Я встала над ним и подтолкнула вперед. Макс вдруг хихикнул – как у любого маленького ребенка, картина мира была совершенно волшебной и нам недоступной, и потому он сразу поверил и в зверушек и в наличие норы.
А то что над нами две – я сглотнула – луны, так почему нет? Кто сказал, что она должна быть одна? Мама?
Я нервно хмыкнула.
Мы поползли вперед. Рюкзак я повесила за спину. Спустя короткое время мы добрались до деревьев: здесь было темнее и тише – ни живности, ни людей я не заметила. Мне захотелось сорваться на бег, но оставалось две проблемы – куда бежать, я не знала, а заблудиться в дремучем лесу не хотелось. Да и бежать в таких ситуациях было слишком опасно – вдруг примут за врага. Поэтому я поднялась, взяла Макса на руки, и тихонько пошла вперед, надеясь найти хоть какое-то укрытие или достаточно низкие и крупные ветви, чтобы на них забраться и переждать до утра или до окончания боя – сквозь стволы все еще виднелись всполохи и до нас долетали крики.
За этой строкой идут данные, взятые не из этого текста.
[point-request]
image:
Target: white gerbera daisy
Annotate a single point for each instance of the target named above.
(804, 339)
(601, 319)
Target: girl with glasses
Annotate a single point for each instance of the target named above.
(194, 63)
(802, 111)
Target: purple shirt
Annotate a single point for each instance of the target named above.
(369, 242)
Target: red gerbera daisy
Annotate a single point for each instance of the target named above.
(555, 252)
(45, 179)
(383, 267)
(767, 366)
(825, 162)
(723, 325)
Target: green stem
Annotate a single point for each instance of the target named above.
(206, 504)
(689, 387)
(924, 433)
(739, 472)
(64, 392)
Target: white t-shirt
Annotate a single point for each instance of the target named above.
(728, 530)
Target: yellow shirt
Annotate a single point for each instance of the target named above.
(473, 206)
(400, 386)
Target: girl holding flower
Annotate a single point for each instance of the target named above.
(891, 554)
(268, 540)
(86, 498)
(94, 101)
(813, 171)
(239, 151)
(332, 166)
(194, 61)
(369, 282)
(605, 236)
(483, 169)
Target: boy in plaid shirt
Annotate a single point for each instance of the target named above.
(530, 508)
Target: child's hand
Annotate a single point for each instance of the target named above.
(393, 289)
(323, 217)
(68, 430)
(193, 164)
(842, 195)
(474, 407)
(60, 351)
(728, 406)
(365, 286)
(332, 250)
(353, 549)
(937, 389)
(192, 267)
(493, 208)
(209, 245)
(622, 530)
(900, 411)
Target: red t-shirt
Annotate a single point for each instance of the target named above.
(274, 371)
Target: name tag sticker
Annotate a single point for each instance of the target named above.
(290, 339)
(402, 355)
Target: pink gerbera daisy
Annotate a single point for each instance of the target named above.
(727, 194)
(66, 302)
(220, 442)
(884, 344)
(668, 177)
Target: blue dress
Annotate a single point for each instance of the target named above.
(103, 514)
Лес казался странным. Полностью отсутствовал подлесок; может это и хорошо для ходьбы, но спрятаться было нереально. Короткая упругая трава – я опять сглотнула – сиреневатого в свете лун цвета, грязь и деревья, похожие на столбы с огромными кронами; листья были где – то высоко, в темноте и не рассмотришь. Иногда попадалось что-то более разлапистое, с расширявшимися к земле стволами и прикорневой системой, образующей норы: поместиться туда, к сожалению, мог только мелкий зверек. А я хоть и похудела после родов, мелким зверьком точно не стала.
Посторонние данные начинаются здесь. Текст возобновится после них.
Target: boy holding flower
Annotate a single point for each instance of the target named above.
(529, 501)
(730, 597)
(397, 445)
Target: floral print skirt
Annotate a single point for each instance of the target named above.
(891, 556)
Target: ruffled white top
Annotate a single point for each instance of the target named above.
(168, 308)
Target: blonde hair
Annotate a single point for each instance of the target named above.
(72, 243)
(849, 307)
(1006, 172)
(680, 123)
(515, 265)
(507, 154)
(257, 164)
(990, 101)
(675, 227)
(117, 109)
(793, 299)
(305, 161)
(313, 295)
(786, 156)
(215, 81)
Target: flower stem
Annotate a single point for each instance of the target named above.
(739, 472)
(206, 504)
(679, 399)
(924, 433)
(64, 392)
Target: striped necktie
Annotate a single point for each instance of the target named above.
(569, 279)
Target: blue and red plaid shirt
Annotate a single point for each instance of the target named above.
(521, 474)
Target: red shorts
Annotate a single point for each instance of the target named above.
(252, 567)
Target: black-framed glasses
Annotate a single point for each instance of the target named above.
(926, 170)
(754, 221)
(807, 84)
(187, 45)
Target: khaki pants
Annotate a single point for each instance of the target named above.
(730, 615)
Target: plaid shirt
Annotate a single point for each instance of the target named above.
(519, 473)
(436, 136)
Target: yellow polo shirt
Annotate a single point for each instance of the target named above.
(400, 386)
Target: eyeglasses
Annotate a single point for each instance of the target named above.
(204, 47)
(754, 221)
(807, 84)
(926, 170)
Ногам без обуви было непривычно, но я старалась не думать, что могу на что-то – или на кого-то – наступить. Я вообще старалась тогда не слишком анализировать происходящее. Потому что понимала, что неизбежно сорвусь в истерику, а этого я себе позволить не могла.
Наконец, когда мы отошли на достаточно большое расстояния от места «попадания» – во всяком случае, уже никого не было слышно – я заметила небольшой просвет с каменными валунами и деревьями с низкими наклоненными ветками. И услышала плеск воды. Пить хотелось очень сильно; речка на вид была прозрачная, и я решилась. Поставила Макса, набрала несколько пригоршней и выпила. Если не скрутит за полчаса, дам попить малышу.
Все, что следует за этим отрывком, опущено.